The claimant was involved in an accident on November 25, 2015 and sought attendant care benefits. The insurer denied ACBs and the claimant filed a LAT Application. The insurer filed a motion requesting that the claimant’s LAT Application be barred pursuant to s. 55 of the SABS for failure to attend three properly scheduled independent medical examinations to address ACBs. After the insurer filed the motion, the claimant was accepted as CAT and advised the LAT that she wanted to attend the IE in order to move the matter forward. In response, the insurer requested an Order staying the proceedings until the claimant attended the IE. Vice-Chair Flude noted that the claimant had in fact attended numerous other assessments addressing attendant care with both s. 25 and s. 44 providers. The claimant argued that the subject notice was not compliant with the SABS and did not include sufficient medical and other reasons. Vice-Chair Flude disagreed, noting that the letter made specific references to the claimant’s medical records noting an improvement in physical ability, as well as the fact that the disputed Form 1 was over three times the recommended amount, which satisfied the insurer’s obligations. As such, the claimant’s failure to attend the April 18, 2017 IE triggered s. 55. Vice-Chair Flude did not consider the other two failures to attend, as both had been cancelled by the insurer for various reasons. Vice-Chair Flude opined that while the claimant’s failure to attend the IE may be sufficient to strike the claim, she had advanced her claim vigorously since then and had been accepted as CAT. The claimant also expressed a willingness to attend the IE in order to advance the claim.
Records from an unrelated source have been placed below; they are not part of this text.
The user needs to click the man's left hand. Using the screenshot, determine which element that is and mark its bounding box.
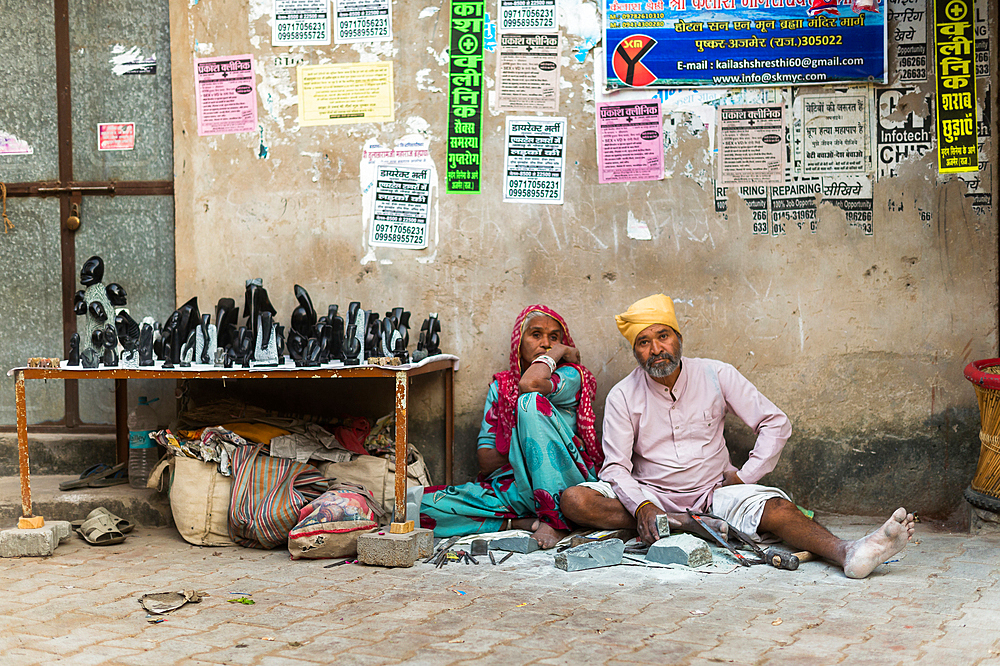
[722,469,743,486]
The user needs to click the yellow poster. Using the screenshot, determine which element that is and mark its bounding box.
[298,62,395,126]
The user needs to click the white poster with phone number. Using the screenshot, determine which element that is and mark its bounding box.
[503,116,566,204]
[333,0,392,44]
[271,0,330,46]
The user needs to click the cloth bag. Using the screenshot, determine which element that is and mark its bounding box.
[319,446,431,516]
[229,444,327,549]
[288,483,386,560]
[146,456,236,546]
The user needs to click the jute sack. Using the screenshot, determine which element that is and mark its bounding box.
[147,456,236,546]
[319,447,431,516]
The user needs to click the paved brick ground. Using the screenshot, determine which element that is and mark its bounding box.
[0,517,1000,666]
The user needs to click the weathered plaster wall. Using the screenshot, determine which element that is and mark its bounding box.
[171,0,997,513]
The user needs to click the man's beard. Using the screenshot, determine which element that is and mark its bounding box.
[636,343,683,379]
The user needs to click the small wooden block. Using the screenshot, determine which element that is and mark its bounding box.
[389,520,413,534]
[17,516,45,530]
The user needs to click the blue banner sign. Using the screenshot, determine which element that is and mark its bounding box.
[604,0,888,91]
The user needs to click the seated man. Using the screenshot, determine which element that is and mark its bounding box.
[562,294,914,578]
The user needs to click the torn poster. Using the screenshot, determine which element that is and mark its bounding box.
[194,54,257,136]
[333,0,392,44]
[271,0,330,46]
[823,175,875,236]
[796,90,871,175]
[498,0,559,32]
[875,88,934,179]
[368,164,431,250]
[97,123,135,150]
[597,100,663,183]
[296,61,395,127]
[497,33,561,113]
[934,0,979,173]
[717,105,786,185]
[503,116,566,204]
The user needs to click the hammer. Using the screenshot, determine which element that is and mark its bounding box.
[764,548,816,571]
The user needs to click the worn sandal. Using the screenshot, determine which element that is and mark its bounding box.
[76,513,125,546]
[69,506,135,534]
[59,463,112,490]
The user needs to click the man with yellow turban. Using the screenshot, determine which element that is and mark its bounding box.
[562,294,914,578]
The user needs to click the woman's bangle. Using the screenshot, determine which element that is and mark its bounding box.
[531,354,556,374]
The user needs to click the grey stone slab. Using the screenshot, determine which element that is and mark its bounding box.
[556,539,625,571]
[490,536,538,553]
[646,534,712,569]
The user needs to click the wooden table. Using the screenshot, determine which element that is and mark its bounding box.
[7,354,458,521]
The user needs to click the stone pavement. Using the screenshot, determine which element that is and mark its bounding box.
[0,516,1000,666]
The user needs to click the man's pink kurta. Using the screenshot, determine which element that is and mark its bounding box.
[600,358,792,514]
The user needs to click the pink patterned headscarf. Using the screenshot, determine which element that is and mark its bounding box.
[493,305,604,469]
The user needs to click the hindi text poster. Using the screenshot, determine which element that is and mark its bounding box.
[497,33,561,113]
[297,62,395,127]
[271,0,330,46]
[597,100,663,183]
[503,116,566,204]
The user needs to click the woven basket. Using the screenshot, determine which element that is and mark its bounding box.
[965,358,1000,504]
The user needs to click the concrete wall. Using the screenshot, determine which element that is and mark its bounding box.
[171,0,997,514]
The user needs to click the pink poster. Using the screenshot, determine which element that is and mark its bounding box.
[97,123,135,150]
[597,99,663,183]
[194,55,257,136]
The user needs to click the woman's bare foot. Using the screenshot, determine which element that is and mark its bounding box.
[844,507,916,578]
[531,520,569,549]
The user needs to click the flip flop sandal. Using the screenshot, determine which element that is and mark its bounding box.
[59,463,111,490]
[76,514,125,546]
[87,463,128,488]
[69,506,135,534]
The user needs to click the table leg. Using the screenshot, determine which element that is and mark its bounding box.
[14,370,32,518]
[390,372,413,534]
[115,379,128,465]
[444,367,455,486]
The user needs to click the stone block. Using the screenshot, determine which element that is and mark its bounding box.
[490,536,538,553]
[646,534,712,568]
[556,539,625,571]
[358,530,418,567]
[0,525,59,557]
[411,527,434,557]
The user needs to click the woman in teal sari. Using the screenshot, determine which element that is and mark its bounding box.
[420,305,603,548]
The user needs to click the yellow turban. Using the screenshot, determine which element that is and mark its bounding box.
[615,294,681,345]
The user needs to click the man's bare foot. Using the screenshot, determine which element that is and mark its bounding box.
[531,520,569,549]
[844,507,916,578]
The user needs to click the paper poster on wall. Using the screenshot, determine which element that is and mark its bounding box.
[503,116,566,204]
[498,0,559,32]
[796,90,871,175]
[296,62,395,126]
[716,104,785,185]
[445,0,486,194]
[271,0,330,46]
[333,0,392,44]
[97,123,135,150]
[368,164,431,250]
[823,174,875,236]
[194,54,257,136]
[597,100,663,183]
[875,88,934,179]
[770,177,821,236]
[497,33,562,113]
[934,0,979,173]
[0,132,35,155]
[604,0,888,90]
[889,0,927,83]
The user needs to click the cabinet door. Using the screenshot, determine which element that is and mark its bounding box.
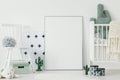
[45,16,82,70]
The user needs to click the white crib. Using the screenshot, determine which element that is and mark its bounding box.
[90,21,120,69]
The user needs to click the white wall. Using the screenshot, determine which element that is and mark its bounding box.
[0,0,120,64]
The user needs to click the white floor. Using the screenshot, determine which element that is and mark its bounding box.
[1,70,120,80]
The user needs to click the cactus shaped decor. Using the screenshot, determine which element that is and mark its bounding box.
[35,57,43,71]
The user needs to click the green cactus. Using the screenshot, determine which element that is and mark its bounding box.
[35,57,43,71]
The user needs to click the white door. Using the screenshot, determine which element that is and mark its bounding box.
[45,16,82,70]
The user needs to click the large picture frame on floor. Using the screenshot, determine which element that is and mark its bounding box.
[44,16,83,70]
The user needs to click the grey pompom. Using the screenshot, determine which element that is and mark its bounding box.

As such, Vice-Chair Flude opted not to issue an Order staying the Application until the claimant attended, but rather issued an Order for the parties to agree on a mutual date for IE attendance within 30 days, and for the IE to take place within 90 days. Should the parties not be able to agree to such dates, they were to submit three proposed each dates to Vice-Chair Flude, who would then decide the date. Should the claimant not attend the IE this time, the insurer would be allowed to request an Order staying the Application.